While 2011 was all about cuts, the arts community puts its best foot forward in 2012 as the Olympics come to London
The arrival of the Olympics in London will mean that British culture is on show like never before. Commentators will be poring over what these headline events say about us as nation, whether they were planned to tie in with the Games or not.
The Olympics opening ceremony
Directed by Danny Boyle, in November this extravaganza had its budget doubled to more than £80m – either an encouraging sign or an extremely bad one. It was thought impossible to top Beijing's opening ceremony, but the ballooning costs have raised the stakes vertiginously. Could either be a triumph, or that most British of things – a glorious disaster.
Indie's past comes back to haunt it
It's a landmark year for three indie institutions. In April, NME is 60. Three months later, the music weekly is scheduled to meet with Morrissey in the high court over claims that a 2007 interview smeared him as a racist. Light relief will be provided by the almost simultaneous reappearance of some other Mancunian music heroes, the Stone Roses – their gigs will be the pop events of the summer, especially in the absence of Glastonbury.
A big year for Britart
This year involves major shows from the UK's most famous artists. David Hockney kicks things off in January with a selection of massive landscape paintings at the Royal Academy in London and around Yorkshire, his home county. Tate Modern's Damien Hirst retrospective will feature his most talked-about work, from the shark to the diamond skull. Elsewhere, exhibitions of work by Lucien Freud, Jeremy Deller and JMW Turner will stake a claim for Britain's mastery at the installation and easel – or at least our enduring flair for subversion and self-mockery.
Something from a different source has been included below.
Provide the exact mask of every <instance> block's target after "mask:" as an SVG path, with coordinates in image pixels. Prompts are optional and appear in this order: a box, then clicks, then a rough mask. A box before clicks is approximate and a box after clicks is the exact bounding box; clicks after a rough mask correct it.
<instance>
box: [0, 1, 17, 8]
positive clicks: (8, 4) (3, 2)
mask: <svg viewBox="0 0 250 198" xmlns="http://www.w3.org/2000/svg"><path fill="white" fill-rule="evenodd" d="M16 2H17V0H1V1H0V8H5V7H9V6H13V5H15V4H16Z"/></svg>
Shakespeare in the streets and cinemas
Hammering home the point that Britain is the home of the Bard, this year will showcase almost everything he ever wrote staged at the UK-wide World Shakespeare Festival. There will be Shakespeare in the nation's living rooms, too, with Sam Mendes overseeing big-budget productions of the plays for the BBC. The hottest ticket will be Mark Rylance's return to London's Globe theatre in Twelfth Night and Richard III. He and 50 other actors also promise to ambush unsuspecting passers-by with bursts of Shakespeare on the street or tube, which should confuse a few tourists – and indeed natives. Coincidentally, Ralph Fiennes's Coriolanus also hits cinemas in January.
Smoke and bells
Two Cultural Olympiad projects should reaffirm the UK's reputation for eccentricity. At 8am on 27 July, the first day of the Olympics, artist Martin Creed hopes the whole country will sound doorbells, church bells and wind chimes for his self-explanatory Work No 1197: All the Bells in a Country Rung As Quickly and As Loudly As Possible for Three Minutes. It's already been denounced by the Central Council of Church Bell Ringers, who believe that 8am is "not the right time for bell ringing". Over on Merseyside, a plume of mist will rise from Wirral Waters, created by New York-based artist Anthony McCall and visible from 60 miles away.
Classical music, cultural exchange
At the Proms in July, Daniel Barenboim's West-Eastern Divan Orchestra will perform all nine of Beethoven's symphonies, starting on the first day of the Games.
Covent Garden stages Wagner's Ring Cycle in September for the first time in three years. However, the performance with most lasting impact is set to be in Scotland. Since 2008, children in the deprived estate Raploch in Stirling have received intensive tuition in a classical music education programme based on the famous Venezuelan El Sistema.
In June, El Sistema's conductor Gustavo Dudamel and the Simón Bolívar Youth Orchestra, will spend four days working in Raploch with their orchestra Big Noise, culminating in an unmissable performance at Stirling Castle.